Examples: Germany, Austria, Switzerland, Holland, Japan, Australia, Singapore, etc etc.
They all have better health outcomes, much much lower waiting lists, the ability to bypass the GP when you feel like it and crucially the opportunity to pay more for health if you choose to.
NHS zealots will screech about selling the NHS, but I have never understood why they feel that foreigners are entitled to better healthcare than the British in perpetuity.
"We just need to look round the world, decide which proven method of operating a health service we prefer and adopt that one."
Thats great, but the question is more how on earth would we get to a new system that worked, from where we are today with the NHS? In practical terms? We have a virtual monopoly supplier of healthcare services, we can't just move to an insurance based system (for example) if there are no alternative suppliers in place to keep the NHS 'honest'. Otherwise they'll know they are the only game in town and nothing will change. And I can't see any government allowing the local NHS hospital to go bust because too many patients had taken their money elsewhere. So we'd be back at square one, with the State funding healthcare provision directly again.
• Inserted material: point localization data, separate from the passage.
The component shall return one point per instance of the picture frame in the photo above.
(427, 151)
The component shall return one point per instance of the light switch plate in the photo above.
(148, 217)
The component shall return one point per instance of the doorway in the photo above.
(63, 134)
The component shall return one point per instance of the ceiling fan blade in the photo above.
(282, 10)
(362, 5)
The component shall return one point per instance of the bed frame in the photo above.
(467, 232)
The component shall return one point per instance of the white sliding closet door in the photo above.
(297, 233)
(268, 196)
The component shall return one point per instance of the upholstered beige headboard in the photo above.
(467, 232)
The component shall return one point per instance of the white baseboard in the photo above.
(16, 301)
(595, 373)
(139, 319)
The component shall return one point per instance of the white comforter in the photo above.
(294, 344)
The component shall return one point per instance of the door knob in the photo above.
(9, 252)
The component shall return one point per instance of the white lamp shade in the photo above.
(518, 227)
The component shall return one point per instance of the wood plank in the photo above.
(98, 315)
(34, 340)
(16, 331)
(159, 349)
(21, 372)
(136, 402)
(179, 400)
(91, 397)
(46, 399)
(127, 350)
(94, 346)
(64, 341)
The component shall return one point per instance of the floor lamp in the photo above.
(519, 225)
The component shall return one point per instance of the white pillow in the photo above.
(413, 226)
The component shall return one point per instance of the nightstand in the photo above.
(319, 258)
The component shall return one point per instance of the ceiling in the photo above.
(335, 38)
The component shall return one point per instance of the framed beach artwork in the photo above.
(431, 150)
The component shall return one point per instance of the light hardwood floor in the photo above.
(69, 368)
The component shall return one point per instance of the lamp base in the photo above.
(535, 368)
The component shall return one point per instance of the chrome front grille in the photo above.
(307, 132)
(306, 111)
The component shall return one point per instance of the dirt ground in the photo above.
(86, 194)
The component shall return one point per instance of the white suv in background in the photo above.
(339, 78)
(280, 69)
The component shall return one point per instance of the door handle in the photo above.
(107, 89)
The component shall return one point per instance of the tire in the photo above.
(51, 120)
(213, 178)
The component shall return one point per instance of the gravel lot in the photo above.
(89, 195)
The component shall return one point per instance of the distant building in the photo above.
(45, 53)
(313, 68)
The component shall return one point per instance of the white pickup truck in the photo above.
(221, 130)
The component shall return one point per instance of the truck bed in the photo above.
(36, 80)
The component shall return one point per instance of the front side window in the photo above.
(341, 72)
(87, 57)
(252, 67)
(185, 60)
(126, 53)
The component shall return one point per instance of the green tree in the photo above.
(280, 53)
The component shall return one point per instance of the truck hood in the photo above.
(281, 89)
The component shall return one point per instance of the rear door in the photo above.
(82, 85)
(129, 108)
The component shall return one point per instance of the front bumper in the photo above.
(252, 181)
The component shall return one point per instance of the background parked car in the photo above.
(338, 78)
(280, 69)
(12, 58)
I just fail to see that any reform is possible - you just can't get from where we are to where (say) Germany is. Its almost certainly politically impossible, and it could be practically impossible as well. My feeling is that NHS has to descend to such a level of failure when even the most one eyed supporter is forced admit anything else would be better. Then reform might be possible. Until then we are screwed, unless you are fortunate enough to be able to go private from your own resources.
@Sobers: vouchers ?
I think vouchers are possibly the one thing that could be done to the current system that might improve things, not so much in the NHS sector, they'd still have no market feedback and would still be guaranteed State funding regardless. But it would create demand for the private sector, which would expand to fill that demand. And thus the private sector would get bigger and eventually you might get a scenario that there was sufficient private sector capacity that you could start closing down some of the NHS capacity and make people redundant there. And you might after a suitably long period of time get to a place whereby you could remove the 'free at the point of use' and replace with social insurance based model, because the range of choices was large enough for that to work. But that would take decades, and be subject to much political interference and probably rollback to the bad old ways.
I don't even think the baby step of vouchers is politically viable anyway. They would be branded as a freebie to rich people, and as 'taking money away from our NHS' and all the usual BS. There is such a huge amount of vested interest in the status quo in healthcare, and allied to the public's natural fear of the unknown I suspect the NHS is utterly unreformable in any way. It must literally collapse in a heap and be a pile of rubble before anything better will be considered.
In the US, the politicians want to give us universal health care and I don't see it working here either
Physicians and nurses are a limited resource.
Healthcare for everyone is a blank check, to an unlimited resource.
If price isn't used to limit consumption, then all you have left is rationing.
Government management in the private sector is very unproductive. There is no reward for increased productivity.
The health care professionals pay the price in socialized medicine.
I hope you find a solution. The funny thing is that our politicians keep pointing to the success of socialize medicine in GB. Go figure.